Date: Mon, 24 Jan 2000 15:15:32 -0800
Reply-To: David Cassell <cassell@MERCURY.COR.EPA.GOV>
Sender: "SAS(r) Discussion" <SAS-L@LISTSERV.UGA.EDU>
From: David Cassell <cassell@MERCURY.COR.EPA.GOV>
Organization: OAO Corp.
Subject: Re: Count Words in Web Texts using SAS
Content-Type: text/plain; charset=us-ascii
David Ward wrote:
[attribution to OP lost]
> >The idea is to track down documents on the web that meet certain topic
> >characteristics (have >keywords from list A and don't have keywords
> >from list B), then for each document count the number of times each
> >and every keyword from list C appears. Examples of
> >keyword in list C are "month" and "week."
>
> This code should get you started down the right path. Personally (I know I
> could get flak for this) I'd use Perl - the code would be really simple and
> this functionality is one of Perl's staples.
Look everyone! I wasn't the one who said it! [However, I agree.]
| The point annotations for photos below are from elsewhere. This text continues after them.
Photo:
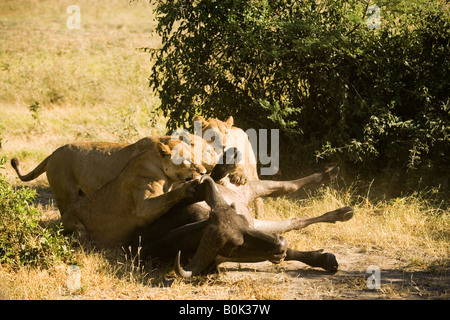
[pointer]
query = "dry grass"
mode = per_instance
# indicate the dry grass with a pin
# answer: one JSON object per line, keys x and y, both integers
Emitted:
{"x": 91, "y": 86}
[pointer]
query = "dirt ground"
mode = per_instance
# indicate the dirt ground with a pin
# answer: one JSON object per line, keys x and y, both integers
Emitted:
{"x": 398, "y": 277}
{"x": 398, "y": 280}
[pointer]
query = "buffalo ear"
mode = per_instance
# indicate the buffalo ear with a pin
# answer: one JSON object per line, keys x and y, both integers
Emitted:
{"x": 229, "y": 121}
{"x": 164, "y": 150}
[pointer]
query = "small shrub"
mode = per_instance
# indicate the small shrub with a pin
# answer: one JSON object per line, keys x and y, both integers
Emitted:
{"x": 22, "y": 240}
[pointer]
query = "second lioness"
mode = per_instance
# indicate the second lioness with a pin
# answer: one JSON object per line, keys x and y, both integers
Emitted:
{"x": 78, "y": 169}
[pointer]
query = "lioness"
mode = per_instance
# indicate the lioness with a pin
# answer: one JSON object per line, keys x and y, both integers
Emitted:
{"x": 137, "y": 196}
{"x": 231, "y": 136}
{"x": 77, "y": 169}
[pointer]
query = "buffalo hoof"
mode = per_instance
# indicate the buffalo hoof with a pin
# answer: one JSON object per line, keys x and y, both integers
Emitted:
{"x": 343, "y": 214}
{"x": 328, "y": 262}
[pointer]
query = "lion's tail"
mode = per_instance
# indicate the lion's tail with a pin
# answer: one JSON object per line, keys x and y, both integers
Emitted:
{"x": 40, "y": 169}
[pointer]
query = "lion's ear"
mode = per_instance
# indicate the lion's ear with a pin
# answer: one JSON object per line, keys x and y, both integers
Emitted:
{"x": 229, "y": 121}
{"x": 164, "y": 150}
{"x": 199, "y": 118}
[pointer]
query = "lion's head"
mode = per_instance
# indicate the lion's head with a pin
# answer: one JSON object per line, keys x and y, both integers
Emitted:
{"x": 178, "y": 161}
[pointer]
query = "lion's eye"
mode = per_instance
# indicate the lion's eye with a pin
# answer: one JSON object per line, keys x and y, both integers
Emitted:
{"x": 187, "y": 162}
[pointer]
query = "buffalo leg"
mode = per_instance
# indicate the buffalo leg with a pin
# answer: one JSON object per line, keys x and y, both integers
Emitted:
{"x": 279, "y": 227}
{"x": 271, "y": 188}
{"x": 316, "y": 258}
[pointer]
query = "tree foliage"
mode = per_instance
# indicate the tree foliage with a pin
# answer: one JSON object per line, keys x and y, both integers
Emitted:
{"x": 375, "y": 99}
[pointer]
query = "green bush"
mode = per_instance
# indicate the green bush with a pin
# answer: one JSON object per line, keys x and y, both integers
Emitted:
{"x": 376, "y": 100}
{"x": 22, "y": 240}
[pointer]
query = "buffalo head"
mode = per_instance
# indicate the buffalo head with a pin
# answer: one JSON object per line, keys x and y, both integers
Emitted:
{"x": 229, "y": 236}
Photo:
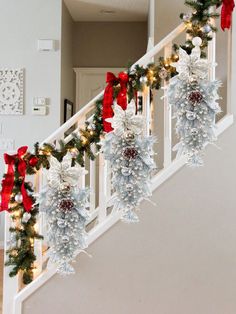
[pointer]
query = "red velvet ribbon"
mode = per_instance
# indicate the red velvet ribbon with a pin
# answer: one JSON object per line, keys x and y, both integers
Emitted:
{"x": 107, "y": 111}
{"x": 8, "y": 181}
{"x": 226, "y": 13}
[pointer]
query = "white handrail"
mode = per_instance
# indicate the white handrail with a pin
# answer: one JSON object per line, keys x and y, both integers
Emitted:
{"x": 142, "y": 61}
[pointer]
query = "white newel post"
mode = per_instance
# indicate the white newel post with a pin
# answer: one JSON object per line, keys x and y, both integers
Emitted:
{"x": 167, "y": 117}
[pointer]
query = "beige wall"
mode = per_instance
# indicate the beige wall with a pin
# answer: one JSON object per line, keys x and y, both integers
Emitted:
{"x": 180, "y": 259}
{"x": 108, "y": 44}
{"x": 67, "y": 75}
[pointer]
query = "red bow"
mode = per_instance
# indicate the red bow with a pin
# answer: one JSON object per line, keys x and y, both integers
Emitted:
{"x": 107, "y": 111}
{"x": 8, "y": 180}
{"x": 226, "y": 13}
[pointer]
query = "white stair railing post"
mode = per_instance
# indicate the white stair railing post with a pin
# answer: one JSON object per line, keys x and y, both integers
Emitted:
{"x": 229, "y": 72}
{"x": 103, "y": 181}
{"x": 38, "y": 248}
{"x": 146, "y": 110}
{"x": 167, "y": 117}
{"x": 92, "y": 175}
{"x": 11, "y": 285}
{"x": 212, "y": 57}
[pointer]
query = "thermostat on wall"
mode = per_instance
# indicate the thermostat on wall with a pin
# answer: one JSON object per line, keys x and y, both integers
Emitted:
{"x": 46, "y": 44}
{"x": 39, "y": 110}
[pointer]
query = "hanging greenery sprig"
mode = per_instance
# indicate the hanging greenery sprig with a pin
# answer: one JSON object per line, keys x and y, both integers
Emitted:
{"x": 17, "y": 199}
{"x": 200, "y": 23}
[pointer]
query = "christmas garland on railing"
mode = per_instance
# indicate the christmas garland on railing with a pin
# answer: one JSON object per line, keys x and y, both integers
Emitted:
{"x": 21, "y": 252}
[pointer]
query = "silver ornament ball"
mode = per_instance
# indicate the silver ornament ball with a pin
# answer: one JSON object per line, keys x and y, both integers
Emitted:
{"x": 129, "y": 136}
{"x": 126, "y": 171}
{"x": 190, "y": 115}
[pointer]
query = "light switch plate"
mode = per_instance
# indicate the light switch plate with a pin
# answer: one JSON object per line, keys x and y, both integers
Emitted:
{"x": 40, "y": 101}
{"x": 39, "y": 110}
{"x": 7, "y": 144}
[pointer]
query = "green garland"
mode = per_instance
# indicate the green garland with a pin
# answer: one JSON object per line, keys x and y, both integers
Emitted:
{"x": 23, "y": 235}
{"x": 21, "y": 254}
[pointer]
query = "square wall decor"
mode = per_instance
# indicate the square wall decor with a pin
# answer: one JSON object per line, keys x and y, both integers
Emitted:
{"x": 11, "y": 91}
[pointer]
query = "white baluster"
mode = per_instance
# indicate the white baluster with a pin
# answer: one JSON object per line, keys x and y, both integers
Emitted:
{"x": 11, "y": 286}
{"x": 38, "y": 250}
{"x": 103, "y": 197}
{"x": 92, "y": 174}
{"x": 167, "y": 118}
{"x": 146, "y": 110}
{"x": 229, "y": 72}
{"x": 81, "y": 124}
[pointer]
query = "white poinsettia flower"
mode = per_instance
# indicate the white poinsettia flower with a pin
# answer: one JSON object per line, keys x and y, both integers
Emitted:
{"x": 124, "y": 120}
{"x": 60, "y": 172}
{"x": 191, "y": 66}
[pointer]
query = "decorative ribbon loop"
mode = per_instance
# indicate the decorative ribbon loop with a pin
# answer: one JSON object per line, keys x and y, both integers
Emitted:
{"x": 8, "y": 180}
{"x": 226, "y": 13}
{"x": 107, "y": 111}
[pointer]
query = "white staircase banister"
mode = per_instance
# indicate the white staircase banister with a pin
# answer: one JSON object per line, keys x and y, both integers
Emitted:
{"x": 142, "y": 61}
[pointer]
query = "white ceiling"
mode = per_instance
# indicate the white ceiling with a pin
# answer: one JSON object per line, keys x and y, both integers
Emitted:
{"x": 91, "y": 10}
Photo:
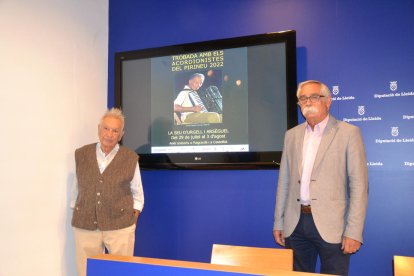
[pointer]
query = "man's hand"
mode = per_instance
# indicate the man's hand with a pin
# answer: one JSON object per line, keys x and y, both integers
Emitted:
{"x": 278, "y": 235}
{"x": 197, "y": 108}
{"x": 136, "y": 214}
{"x": 350, "y": 246}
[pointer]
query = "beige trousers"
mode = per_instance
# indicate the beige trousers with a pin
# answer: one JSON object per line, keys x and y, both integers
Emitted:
{"x": 90, "y": 243}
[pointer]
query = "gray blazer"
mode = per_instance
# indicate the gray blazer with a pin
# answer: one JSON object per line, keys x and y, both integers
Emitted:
{"x": 339, "y": 183}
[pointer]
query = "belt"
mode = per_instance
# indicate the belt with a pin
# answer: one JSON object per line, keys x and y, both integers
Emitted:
{"x": 305, "y": 209}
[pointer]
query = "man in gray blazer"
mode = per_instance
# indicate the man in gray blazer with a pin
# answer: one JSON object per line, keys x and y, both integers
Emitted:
{"x": 322, "y": 191}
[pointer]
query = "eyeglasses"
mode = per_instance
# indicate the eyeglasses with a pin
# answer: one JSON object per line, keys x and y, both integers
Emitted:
{"x": 312, "y": 98}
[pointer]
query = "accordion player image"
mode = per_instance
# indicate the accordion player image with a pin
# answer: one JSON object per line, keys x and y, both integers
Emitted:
{"x": 198, "y": 106}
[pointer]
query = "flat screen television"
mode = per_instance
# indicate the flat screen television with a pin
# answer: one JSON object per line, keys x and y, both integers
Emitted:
{"x": 219, "y": 104}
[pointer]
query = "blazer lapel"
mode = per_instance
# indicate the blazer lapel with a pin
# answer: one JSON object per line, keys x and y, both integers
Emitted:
{"x": 327, "y": 138}
{"x": 299, "y": 151}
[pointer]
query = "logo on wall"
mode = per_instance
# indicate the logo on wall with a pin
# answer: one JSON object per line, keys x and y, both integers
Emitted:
{"x": 394, "y": 131}
{"x": 361, "y": 110}
{"x": 335, "y": 89}
{"x": 393, "y": 85}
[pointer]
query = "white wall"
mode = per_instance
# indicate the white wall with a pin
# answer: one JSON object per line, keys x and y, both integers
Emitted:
{"x": 53, "y": 87}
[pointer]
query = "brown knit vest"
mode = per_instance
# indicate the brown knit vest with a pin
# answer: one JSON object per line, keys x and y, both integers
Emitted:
{"x": 104, "y": 200}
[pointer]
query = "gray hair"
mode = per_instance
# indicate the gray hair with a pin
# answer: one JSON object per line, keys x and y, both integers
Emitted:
{"x": 324, "y": 89}
{"x": 114, "y": 113}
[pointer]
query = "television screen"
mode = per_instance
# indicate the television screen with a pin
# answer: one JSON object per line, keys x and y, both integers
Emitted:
{"x": 221, "y": 104}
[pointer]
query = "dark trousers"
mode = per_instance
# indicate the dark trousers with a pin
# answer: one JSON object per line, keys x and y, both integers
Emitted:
{"x": 307, "y": 245}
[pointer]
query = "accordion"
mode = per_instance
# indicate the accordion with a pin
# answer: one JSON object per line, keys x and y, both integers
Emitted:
{"x": 212, "y": 99}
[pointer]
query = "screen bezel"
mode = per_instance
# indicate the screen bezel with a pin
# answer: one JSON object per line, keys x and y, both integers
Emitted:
{"x": 225, "y": 160}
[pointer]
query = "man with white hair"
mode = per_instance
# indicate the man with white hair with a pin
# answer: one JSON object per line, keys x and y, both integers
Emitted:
{"x": 107, "y": 195}
{"x": 322, "y": 192}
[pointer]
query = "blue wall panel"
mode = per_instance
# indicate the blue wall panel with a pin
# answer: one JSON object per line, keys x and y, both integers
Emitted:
{"x": 356, "y": 47}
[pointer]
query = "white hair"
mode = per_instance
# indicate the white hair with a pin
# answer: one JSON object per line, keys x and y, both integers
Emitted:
{"x": 114, "y": 113}
{"x": 324, "y": 89}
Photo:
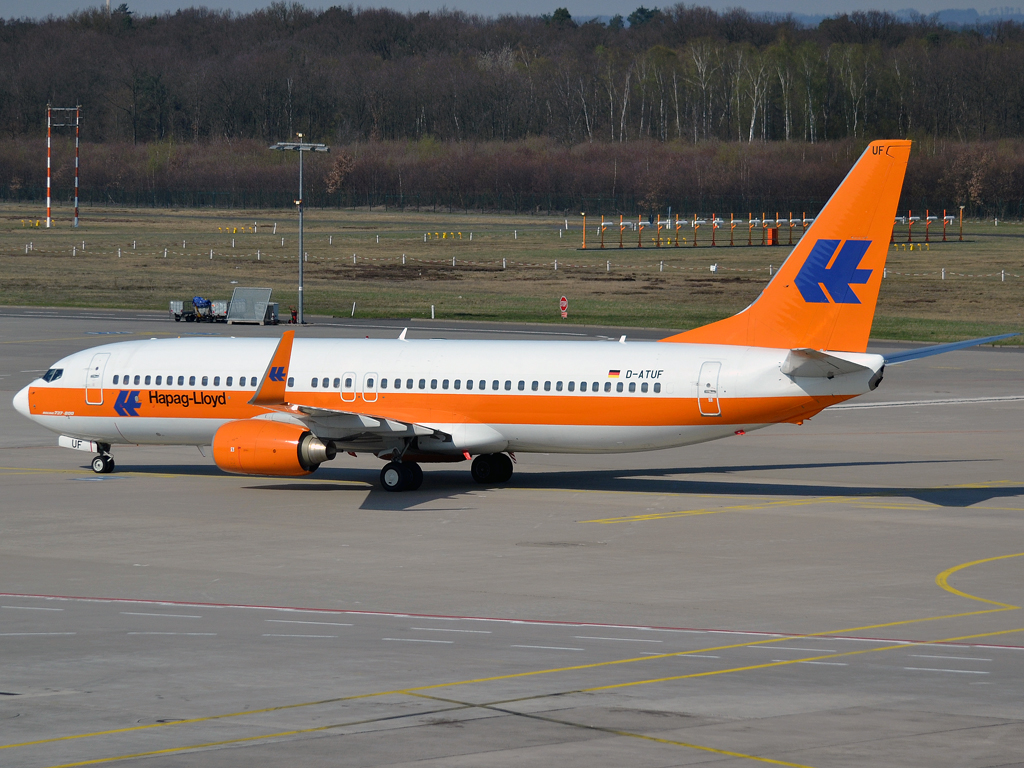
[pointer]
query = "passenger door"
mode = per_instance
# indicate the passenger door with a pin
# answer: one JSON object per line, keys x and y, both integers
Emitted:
{"x": 94, "y": 379}
{"x": 708, "y": 400}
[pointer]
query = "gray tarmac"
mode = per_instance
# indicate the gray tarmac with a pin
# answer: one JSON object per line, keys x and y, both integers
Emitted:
{"x": 842, "y": 593}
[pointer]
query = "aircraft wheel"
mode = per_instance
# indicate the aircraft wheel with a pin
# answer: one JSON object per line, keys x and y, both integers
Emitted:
{"x": 416, "y": 474}
{"x": 102, "y": 465}
{"x": 503, "y": 466}
{"x": 395, "y": 476}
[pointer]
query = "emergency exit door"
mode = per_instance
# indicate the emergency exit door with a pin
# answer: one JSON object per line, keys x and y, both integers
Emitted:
{"x": 708, "y": 389}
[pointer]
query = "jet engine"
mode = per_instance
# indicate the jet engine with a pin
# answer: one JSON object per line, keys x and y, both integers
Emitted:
{"x": 258, "y": 446}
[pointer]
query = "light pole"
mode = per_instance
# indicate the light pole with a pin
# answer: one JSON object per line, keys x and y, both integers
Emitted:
{"x": 300, "y": 146}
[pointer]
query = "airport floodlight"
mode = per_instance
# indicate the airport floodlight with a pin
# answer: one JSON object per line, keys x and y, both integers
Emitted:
{"x": 300, "y": 146}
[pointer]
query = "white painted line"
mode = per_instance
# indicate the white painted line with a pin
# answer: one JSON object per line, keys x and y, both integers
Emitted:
{"x": 440, "y": 629}
{"x": 295, "y": 621}
{"x": 28, "y": 607}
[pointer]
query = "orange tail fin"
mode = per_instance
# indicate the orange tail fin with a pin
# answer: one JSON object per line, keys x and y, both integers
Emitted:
{"x": 823, "y": 297}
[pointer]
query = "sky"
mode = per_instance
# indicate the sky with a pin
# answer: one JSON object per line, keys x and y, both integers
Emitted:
{"x": 586, "y": 8}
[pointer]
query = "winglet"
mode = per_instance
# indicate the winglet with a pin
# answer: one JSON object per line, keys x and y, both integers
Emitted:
{"x": 271, "y": 386}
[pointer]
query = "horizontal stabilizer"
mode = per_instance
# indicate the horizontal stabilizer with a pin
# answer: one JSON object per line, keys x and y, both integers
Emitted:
{"x": 914, "y": 354}
{"x": 811, "y": 363}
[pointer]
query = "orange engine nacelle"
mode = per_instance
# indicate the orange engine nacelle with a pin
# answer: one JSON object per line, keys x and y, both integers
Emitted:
{"x": 257, "y": 446}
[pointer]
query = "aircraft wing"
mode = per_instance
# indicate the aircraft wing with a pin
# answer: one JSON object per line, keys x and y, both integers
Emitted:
{"x": 914, "y": 354}
{"x": 338, "y": 422}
> filename web url 'http://search.yahoo.com:80/bin/search?p=sas' debug;
> data _null_;
> length url $200;
> infile web dsd dlm='>';
Using '>' as a delimiter on arbitrary HTML is fraught with danger, and
will break on a lot of well-formed HTML which also includes comments
and/or scripts. To really get this right, you have to have a proper
parser, or at least a good lexer. Of course, if this is on HTML pages
you control, you can prevent such a disaster.
> input @'HREF=' url $;
> if url^='' then do;
> url=dequote(url);
> * ADD CODE TO PLACE THE :80 PORT STRING IN THE RIGHT PLACE *;
> nurls+1;
> call symput('url'||compress(nurls),trim(url));
> call symput('nurls',compress(nurls));
> end;
> run;
>
> You would, of course, need to add code to search the resulting URLs, which
> would probably introduce macro code but shouldn't bee too difficult. You
> could loop through the resultant macro array of URLs, i.e.
> %do i = 1 %to &nurls;
> filename u url "&&url&i";
> data step ...;
>
> %end;
But my concern is that the original poster's query may not be
well-formed.
Do *all* appearances of the keywords count? Even in the alt or longdesc
attribute of an IMG tag? Or within larger words? Uppercase and
lowercase
and mixed-case too? Wrapping over lines? Hyphenated? Perhaps we need
more of the desired spec.
If only text not inside tags is to be considered, an alternative may
be to pipe the page through lynx using the -dump option, and then feed
*that* text into the datastep. You wouldn't have to worry about parsing
out tags, since lynx would do it for you. Or, if you don't have the
lynx browser, you could pipe the page through a short P__l program.
If anyone wants to ask me about doing this in Perl, ask me in private
email. Perl coding is off-topic here in the general case.
David
--
David Cassell, OAO Corp. cassell@mail.cor.epa.gov
Senior Computing Specialist
mathematical statistician